The family chose Gurteen over Co Galway for what, I discover, are typically counter-intuitive reasons. In Connemara, “there is something special that’s impossible to describe. When I was walking there I felt a happiness that was completely unexplainable.”
So how come Tipperary? “I wanted to be happy, but too happy? Anyway, the ceilings here are higher, there’s more space and it was unrestored, so I could develop it to my taste.”
“I need to line it with clay,” he says of the lake. “I research all the time. I know how to make a lake now, with the old techniques.”
So if the art doesn’t work out, you could become a house restorer? I joke, because his international reputation is so strong (he’s currently working towards an exhibition at San Francisco’s Modernism Gallery in September), this eventuality is extremely unlikely. He takes me seriously for a split second, before agreeing that he could, but that for now he’s lucky enough to do both.
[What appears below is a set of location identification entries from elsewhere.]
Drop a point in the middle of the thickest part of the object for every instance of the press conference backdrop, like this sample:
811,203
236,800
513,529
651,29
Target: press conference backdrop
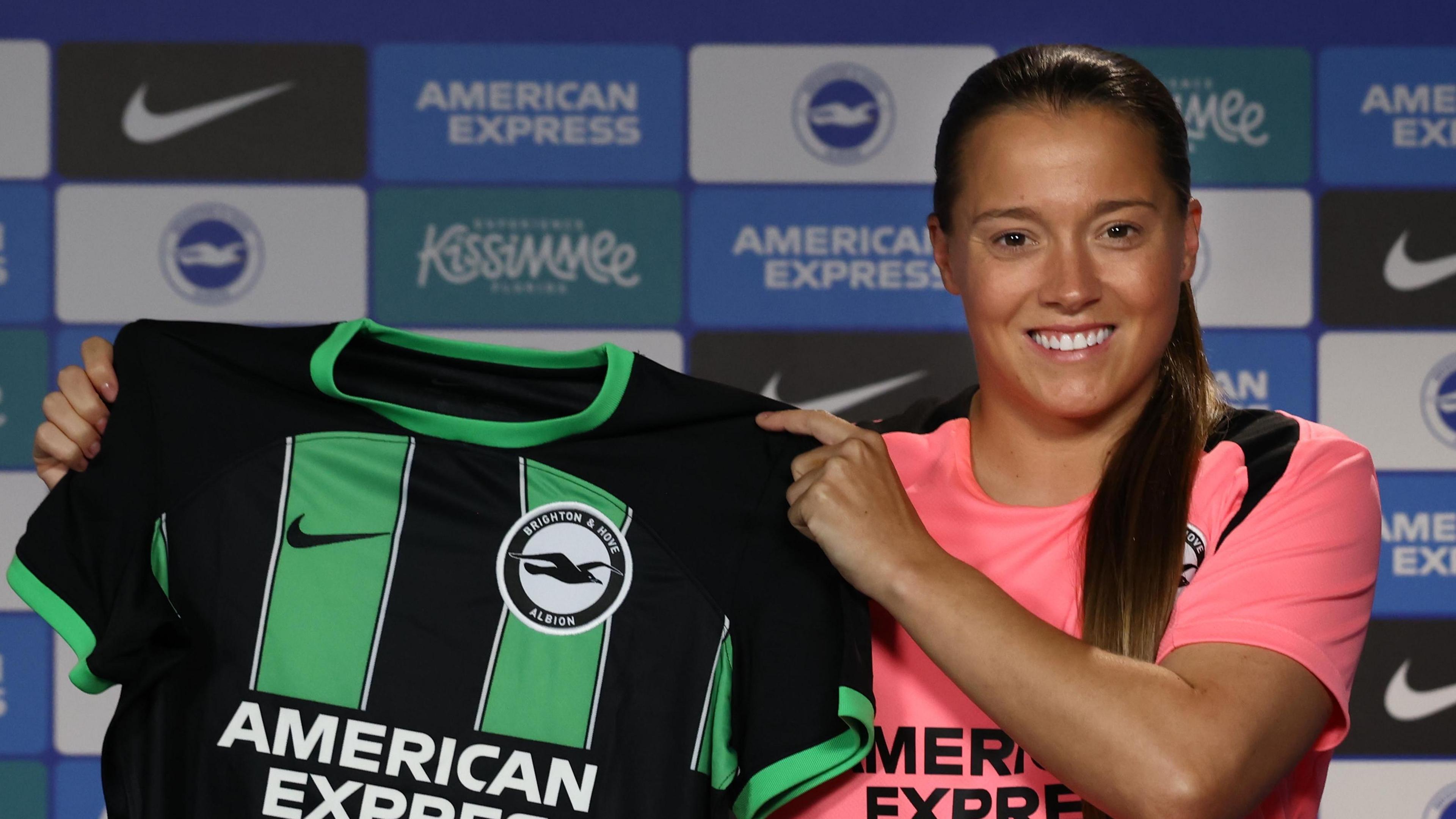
740,193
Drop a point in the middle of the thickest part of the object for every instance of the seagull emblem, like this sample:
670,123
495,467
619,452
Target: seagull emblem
563,569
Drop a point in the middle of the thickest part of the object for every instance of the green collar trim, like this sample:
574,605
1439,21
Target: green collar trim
474,431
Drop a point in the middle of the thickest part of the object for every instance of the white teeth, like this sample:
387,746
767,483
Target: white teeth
1066,341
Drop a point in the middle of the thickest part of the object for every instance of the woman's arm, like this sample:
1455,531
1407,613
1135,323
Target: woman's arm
1203,735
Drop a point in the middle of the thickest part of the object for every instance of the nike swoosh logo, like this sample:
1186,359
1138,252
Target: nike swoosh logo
300,540
145,127
1407,704
839,401
1407,275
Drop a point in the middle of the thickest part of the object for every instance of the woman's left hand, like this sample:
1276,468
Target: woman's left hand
846,496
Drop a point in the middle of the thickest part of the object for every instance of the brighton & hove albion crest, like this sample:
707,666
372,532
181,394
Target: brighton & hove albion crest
844,114
564,567
1439,401
1196,547
212,254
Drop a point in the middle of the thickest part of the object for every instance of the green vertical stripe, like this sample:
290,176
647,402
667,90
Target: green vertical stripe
544,685
159,554
325,599
717,757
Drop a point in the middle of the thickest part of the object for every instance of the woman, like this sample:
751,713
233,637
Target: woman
1101,580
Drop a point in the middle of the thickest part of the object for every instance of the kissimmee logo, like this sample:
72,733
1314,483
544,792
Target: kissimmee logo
528,113
1419,545
218,111
526,256
816,258
519,257
25,253
1388,116
1247,110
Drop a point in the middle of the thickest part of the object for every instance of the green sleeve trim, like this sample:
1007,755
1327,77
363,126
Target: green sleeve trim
63,620
774,786
510,435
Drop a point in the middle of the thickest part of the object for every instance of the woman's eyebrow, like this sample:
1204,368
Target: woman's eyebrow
1104,208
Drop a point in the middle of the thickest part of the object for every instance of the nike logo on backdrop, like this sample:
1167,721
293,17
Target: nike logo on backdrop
145,127
1407,704
839,401
300,540
1407,275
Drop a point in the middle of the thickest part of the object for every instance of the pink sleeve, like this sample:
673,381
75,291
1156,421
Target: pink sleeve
1298,576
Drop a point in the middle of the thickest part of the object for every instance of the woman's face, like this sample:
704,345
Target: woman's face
1068,251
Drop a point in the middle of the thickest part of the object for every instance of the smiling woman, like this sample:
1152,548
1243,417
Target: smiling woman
1092,579
1107,583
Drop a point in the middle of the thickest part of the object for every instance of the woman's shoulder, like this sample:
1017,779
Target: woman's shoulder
1263,460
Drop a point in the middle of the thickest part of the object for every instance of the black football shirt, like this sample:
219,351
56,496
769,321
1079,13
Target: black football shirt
350,572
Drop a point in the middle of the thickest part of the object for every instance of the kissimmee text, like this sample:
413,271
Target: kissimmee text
513,254
966,758
506,113
410,757
860,257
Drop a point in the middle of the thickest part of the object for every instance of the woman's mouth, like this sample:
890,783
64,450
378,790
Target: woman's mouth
1068,340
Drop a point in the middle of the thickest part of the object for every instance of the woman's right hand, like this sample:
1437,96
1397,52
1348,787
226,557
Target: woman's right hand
76,416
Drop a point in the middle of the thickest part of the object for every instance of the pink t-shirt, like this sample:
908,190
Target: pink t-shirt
1295,575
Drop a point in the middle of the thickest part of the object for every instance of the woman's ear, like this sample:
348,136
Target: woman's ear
941,245
1192,225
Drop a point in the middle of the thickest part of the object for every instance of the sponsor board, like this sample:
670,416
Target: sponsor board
1388,116
25,251
1256,258
1417,547
81,719
21,492
860,377
25,110
1404,697
210,111
66,343
1395,393
663,346
528,113
209,253
24,381
1265,369
1360,789
822,113
78,791
24,784
25,689
1247,111
1388,258
528,257
816,258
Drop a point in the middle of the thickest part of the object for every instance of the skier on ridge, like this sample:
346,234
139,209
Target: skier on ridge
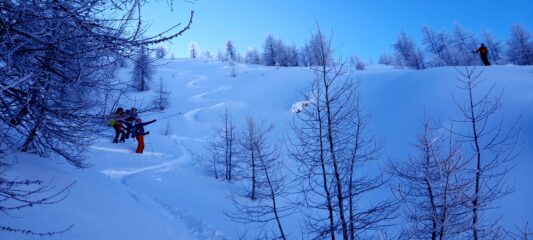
483,53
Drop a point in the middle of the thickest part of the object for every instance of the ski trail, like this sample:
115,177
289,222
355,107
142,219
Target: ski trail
199,229
192,83
193,114
182,221
203,94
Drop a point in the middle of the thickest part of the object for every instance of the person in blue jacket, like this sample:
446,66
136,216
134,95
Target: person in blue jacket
139,133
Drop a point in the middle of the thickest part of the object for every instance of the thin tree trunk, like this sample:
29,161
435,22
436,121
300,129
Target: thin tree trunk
475,202
332,150
323,167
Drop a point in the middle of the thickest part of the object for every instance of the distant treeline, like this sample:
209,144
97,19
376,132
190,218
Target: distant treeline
457,48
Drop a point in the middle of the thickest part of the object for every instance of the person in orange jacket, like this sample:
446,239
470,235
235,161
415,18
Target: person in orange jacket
120,115
483,53
139,133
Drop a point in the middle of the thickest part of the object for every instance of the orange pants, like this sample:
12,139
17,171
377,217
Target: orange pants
140,143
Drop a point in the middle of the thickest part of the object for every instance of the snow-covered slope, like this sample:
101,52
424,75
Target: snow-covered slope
166,193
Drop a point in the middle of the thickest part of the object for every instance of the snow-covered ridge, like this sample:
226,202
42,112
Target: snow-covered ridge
166,193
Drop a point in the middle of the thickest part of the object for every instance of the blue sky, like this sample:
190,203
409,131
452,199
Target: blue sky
363,28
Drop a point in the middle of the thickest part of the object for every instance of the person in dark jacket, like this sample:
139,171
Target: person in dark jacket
483,53
130,122
139,133
118,126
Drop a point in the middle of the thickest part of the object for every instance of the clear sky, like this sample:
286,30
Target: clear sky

Does that, I wonder, tie into the timeless aesthetic of his own work which, despite contemporary references, could sit comfortably alongside master works from art history?
Walking back, plastic toys are clustered under a tree beside the vegetable garden. Three of the Helnwein’s four children live at the castle, plus three grandchildren: Croí (10), Éala (5) and Solas (2).
They are, as Helnwein says, “the joy of my life” and regular models for his work, although, he tells me, Éala doesn’t like to sit still: “She’s a hurricane.”
Many of Helnwein’s themes come from his experiences growing up in post- war Austria. He was born in 1948, a time that he describes as horrible, dark, carrying “the smell of death”. He has also cited the influence of imagery from the Catholic church.
“The first pictures I saw depicted pain,” he has said, while also remarking, in answer to a question about the controversies that surround his own work, that it seems okay to watch TV and movies where children are killed, or kill, but that art seems to evoke far more powerful reactions.
In 1979, on reading an article in which Dr Heinrich Gross, then Austria’s top court psychiatrist, admitted to killing children “humanely” during the war by poisoning their food, Helnwein painted Life Not Worth Living, an image of a little girl collapsed, either asleep or dead, into a bowl of soup.
He published it in an Austrian magazine, sparking a debate that led to Gross appearing in court, ultimately being judged mentally unfit to be tried.